The difference between $\mathbb{Z}$ and $\mathbb{Z}^2$ I know that $\mathbb{Z}$ is the set of integers. But, what does $\mathbb{Z}^2$ mean? How is it different from $\mathbb{Z}$?
Thanks.
 A: $ \mathbb{Z} $ is defined as the set of integers, and in general for any set A, we can define $ A^2=A\times A=\left\{(a,b): a,b\in A\right\}$. According to this definition, $ \mathbb{Z}^2=\mathbb{Z}\times\mathbb{Z}=\left\{(a,b): a,b\in \mathbb{Z}\right\}$, so it's basically the set of vectors with 2 coordinates, when every coordinate is an integer.

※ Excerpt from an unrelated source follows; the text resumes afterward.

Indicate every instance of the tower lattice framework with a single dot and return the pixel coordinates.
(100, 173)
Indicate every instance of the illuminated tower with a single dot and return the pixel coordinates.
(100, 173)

A: If $A$ is a set then $A^2$ is a shorthand for $A\times A$, which is the set of ordered pairs with elements from $A$. That is: $$A^2=\{\langle a,b\rangle\mid a,b\in A\}.$$
So $\Bbb Z^2$ is the set of all ordered pairs whose elements are integers.
A: Instead of $\mathbb{Z}$ and $\mathbb{Z}^2$ I will draw for you $\mathbb{N},\mathbb{N}^2$.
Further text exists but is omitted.